Americans knew JonBenet only in death
(AP)
Updated: 2006-08-17 15:06

Boulder, Colo. - Most Americans knew JonBenet Ramsey only in death, as the blonde-haired little girl in the ruffled pink cowgirl outfit, bouncing across the stage with a million-dollar smile.

This undated family handout photo shows JonBenet Ramsey. A former schoolteacher was arrested Wednesday Aug. 16, 2006 in Thailand in the slaying of 6-year-old beauty queen JonBenet Ramsey _ a surprise breakthrough in a lurid, decade-old murder case some feared would never be solved. Federal officials, speaking on condition of anonymity, identified the suspect as John Mark Karr, a 42-year-old American, and one law enforcement official told The Associated Press that Boulder police had tracked him down online. (AP Photo
This undated family handout photo shows JonBenet Ramsey. A former schoolteacher was arrested Wednesday August 16, 2006 in Thailand in the slaying of 6-year-old beauty queen JonBenet Ramsey, a surprise breakthrough in a lurid, decade-old murder case some feared would never be solved.  [AP Photo]
"I want to be a cowboy sweetheart," she sang, with a white hat atop her moussed, golden curls.

The performance captured on video was played around the world after the 6-year-old beauty pageant competitor was found strangled and beaten on December 26, 1996. The images persisted on TV talk shows for years afterward, helping feed theories about her killer.

On Wednesday, authorities in Thailand arrested a man suspected in her slaying. The district attorney disclosed no details, but the Ramsey family's attorney in Atlanta said the suspect was a schoolteacher who once lived in nearby Conyers, Ga. The family attorney, Lin Wood, refused to say if the Ramseys knew him.

JonBenet was born in Atlanta on August 6, 1990, to John Bennett Ramsey, a successful business executive, and his second wife, Patsy, a onetime Miss West Virginia. The family lived in the suburb of Dunwoody for several years before moving to Colorado in 1991. The couple moved back to Atlanta after their daughter's slaying.

JonBenet was named after her father, with the name pronounced in a French-inspired manner as "zhawn-ben-AY," and spent most of her life in the liberal mountain town of Boulder.

JonBenet made the honor roll at her elementary school the month before she died, and attended a local Episcopal church. Family and friends described her as an inquisitive, giving child who loved Shirley Temple movies.

In the last year of her life, JonBenet followed her mother's footsteps into beauty pageants. After her death, the world took a closer look at the children's beauty pageant circuit, where youngsters parade in makeup and elaborate hairstyles, sometimes when they are barely out of diapers.

She learned how to walk, gesture and perform, and collected a wardrobe of elaborate costumes, including that of a Las Vegas showgirl and a cowgirl. Although JonBenet loved to perform, family and friends said the competitions did not rule her life.

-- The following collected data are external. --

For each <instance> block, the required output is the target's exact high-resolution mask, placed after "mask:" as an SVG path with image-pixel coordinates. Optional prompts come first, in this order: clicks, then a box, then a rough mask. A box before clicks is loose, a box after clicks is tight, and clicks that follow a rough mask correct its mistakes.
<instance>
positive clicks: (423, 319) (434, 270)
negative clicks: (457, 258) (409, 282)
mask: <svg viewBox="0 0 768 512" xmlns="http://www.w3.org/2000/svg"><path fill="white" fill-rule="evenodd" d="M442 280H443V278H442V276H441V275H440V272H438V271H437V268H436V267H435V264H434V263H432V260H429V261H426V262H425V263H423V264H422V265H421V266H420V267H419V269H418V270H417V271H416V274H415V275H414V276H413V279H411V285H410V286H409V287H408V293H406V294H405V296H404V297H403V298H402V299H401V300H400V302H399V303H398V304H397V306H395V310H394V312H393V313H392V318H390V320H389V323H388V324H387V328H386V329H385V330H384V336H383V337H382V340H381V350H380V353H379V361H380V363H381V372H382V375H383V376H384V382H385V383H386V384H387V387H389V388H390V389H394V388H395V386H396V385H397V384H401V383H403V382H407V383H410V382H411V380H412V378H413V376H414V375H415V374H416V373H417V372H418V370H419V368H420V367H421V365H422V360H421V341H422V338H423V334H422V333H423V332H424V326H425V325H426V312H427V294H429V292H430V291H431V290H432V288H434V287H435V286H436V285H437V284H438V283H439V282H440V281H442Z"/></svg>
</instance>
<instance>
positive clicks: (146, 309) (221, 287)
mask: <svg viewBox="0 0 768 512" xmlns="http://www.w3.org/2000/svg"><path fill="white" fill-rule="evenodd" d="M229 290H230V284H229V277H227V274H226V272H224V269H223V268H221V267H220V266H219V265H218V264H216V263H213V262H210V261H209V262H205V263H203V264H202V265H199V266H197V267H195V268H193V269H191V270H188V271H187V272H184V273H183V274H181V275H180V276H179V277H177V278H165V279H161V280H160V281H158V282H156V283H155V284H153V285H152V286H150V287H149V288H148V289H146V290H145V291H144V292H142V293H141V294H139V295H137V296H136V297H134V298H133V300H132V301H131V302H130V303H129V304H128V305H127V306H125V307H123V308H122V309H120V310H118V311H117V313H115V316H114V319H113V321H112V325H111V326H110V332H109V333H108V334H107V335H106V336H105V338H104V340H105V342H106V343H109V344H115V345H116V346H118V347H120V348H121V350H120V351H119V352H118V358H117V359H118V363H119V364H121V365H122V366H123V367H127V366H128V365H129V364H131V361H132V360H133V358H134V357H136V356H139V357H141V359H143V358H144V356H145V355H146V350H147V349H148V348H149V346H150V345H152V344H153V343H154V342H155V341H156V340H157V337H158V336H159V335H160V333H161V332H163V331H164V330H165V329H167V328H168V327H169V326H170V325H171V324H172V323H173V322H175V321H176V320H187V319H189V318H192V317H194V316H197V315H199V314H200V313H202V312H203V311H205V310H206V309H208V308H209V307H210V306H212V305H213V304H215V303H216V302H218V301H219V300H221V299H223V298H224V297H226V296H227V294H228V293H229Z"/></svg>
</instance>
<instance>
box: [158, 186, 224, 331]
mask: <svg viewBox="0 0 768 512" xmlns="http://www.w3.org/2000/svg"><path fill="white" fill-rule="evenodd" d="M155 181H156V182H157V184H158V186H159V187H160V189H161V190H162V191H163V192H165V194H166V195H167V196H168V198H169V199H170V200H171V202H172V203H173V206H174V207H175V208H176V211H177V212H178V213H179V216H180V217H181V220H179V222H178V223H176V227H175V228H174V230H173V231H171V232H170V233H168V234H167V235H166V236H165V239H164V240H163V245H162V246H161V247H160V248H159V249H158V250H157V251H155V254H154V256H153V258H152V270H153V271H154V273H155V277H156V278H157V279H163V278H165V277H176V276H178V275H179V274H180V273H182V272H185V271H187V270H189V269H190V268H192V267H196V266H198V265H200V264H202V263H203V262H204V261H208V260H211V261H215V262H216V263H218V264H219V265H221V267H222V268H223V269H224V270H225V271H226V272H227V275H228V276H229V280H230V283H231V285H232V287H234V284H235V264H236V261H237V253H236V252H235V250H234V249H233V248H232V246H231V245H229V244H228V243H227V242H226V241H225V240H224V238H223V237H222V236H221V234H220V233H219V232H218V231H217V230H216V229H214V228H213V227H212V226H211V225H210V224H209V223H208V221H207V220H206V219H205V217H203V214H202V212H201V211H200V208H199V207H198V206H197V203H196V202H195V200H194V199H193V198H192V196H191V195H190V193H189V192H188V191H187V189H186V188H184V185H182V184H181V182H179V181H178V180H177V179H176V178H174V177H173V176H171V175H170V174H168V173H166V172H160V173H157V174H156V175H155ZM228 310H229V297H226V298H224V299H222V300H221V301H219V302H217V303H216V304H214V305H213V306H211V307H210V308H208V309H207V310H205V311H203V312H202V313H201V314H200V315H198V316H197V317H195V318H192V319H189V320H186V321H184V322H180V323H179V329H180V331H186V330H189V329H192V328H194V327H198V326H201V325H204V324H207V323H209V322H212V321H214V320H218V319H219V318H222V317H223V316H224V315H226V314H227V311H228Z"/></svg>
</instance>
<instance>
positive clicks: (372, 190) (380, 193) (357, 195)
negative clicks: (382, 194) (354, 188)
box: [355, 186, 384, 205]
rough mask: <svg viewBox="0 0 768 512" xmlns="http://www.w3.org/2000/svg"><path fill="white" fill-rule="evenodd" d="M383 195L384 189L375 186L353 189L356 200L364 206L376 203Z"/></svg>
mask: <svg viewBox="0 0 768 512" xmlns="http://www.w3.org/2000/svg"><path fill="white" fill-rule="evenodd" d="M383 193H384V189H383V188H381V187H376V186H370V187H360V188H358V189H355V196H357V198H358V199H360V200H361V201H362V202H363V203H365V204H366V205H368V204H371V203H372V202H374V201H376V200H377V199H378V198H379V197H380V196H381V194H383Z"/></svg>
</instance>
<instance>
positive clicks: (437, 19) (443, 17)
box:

In her last months, JonBenet charmed judges into awarding her numerous beauty pageant titles, including Little Miss Colorado, America's Royale Miss and National Tiny Miss Beauty.

As they traveled to competitions, mother and daughter would sing their favorite song, a tune from "Gypsy," a musical and movie about a mother obsessed with making her daughter a star.

"Wherever we go, whatever we do, we're gonna get through it together," they would sing, a minister told mourners at JonBenet's funeral.

JonBenet was buried in Marietta, Ga., next to the grave of her half sister, Elizabeth Ramsey, 22, who died in a car crash in Ohio in 1992. In the coffin, she was dressed in a beauty pageant dress and tiara, with a stuffed toy animal in her arms.